O movimento de volta ao básico – “back to basics” - nos países desenvolvidos, as aprendizagens fundamentais relacionadas com a leitura, escrita e as matemáticas frente ao fracasso escolar e a preocupação economicista pelos gastos em educação, expressam as inquietações de uma sociedade e dos poderes públicos pelos rendimentos educativos, preocupação do momento de recessão económica e da crise de valores e corte nos gastos sociais, (Sacristán, 2000).
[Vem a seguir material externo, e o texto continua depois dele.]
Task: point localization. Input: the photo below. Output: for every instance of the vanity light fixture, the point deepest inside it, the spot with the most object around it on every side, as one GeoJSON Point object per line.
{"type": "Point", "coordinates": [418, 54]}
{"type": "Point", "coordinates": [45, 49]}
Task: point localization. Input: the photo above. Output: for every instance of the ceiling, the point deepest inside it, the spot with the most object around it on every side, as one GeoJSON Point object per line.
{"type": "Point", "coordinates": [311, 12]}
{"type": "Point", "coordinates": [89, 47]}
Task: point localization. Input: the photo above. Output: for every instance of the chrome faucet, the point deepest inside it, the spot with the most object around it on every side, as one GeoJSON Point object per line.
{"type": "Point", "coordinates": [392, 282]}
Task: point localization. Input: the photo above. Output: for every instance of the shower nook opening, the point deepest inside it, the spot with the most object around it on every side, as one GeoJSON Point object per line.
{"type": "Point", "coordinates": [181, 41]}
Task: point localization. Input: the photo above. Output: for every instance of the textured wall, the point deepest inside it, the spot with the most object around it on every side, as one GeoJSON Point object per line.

Na escolaridade obrigatória, “o currículo costuma refletir um projeto educativo globalizador que agrupa diversas facetas da cultura, do desenvolvimento pessoal e social, das necessidades vitais dos indivíduos para o seu desempenho em sociedade, aptidões e habilidades consideradas fundamentais”(Sancristán, 2000,p.55). Os conteúdos dos currículos em níveis educativos posteriores ao obrigatório, em geral, restringem-se aos clássicos componentes derivados das disciplinas.

O tratamento do currículo, nos primeiros níveis de escolaridade, deve ter um caráter totalizador30. Na escolaridade obrigatória o currículo tende a integrar, de forma explícita, a função socializadora total que tema educação. O fato de que vá além dos tradicionais conteúdos académicos se considera normal, devido à função educativa global que se atribui à instituição escolar.

Na educação básica faz-se uma introdução preparatória para compreender as dimensões social e natural da realidade a cultura exterior em geral. O conteúdo da cultura geral e da pretensão de preparar o futuro cidadão não tolera a redução às áreas académicas clássicas de conhecimento embora essas continuem tendo um lugar relevante e uma importante função educativa.

30O grau e tipo de saber que os indivíduos logram nas instituições escolares, sancionado e legitimado por elas, têm consequências no nível do seu desenvolvimento pessoal, em suas relações sociais e no statusque esse indivíduo possa conseguir dentro da estrutura profissional e seu contexto. A obsolescência das instituições escolares e dos conteúdos que distribuem pode levar a negar essa função. Este debate já foi desenvolvido com mais detalhes no capítulo anterior.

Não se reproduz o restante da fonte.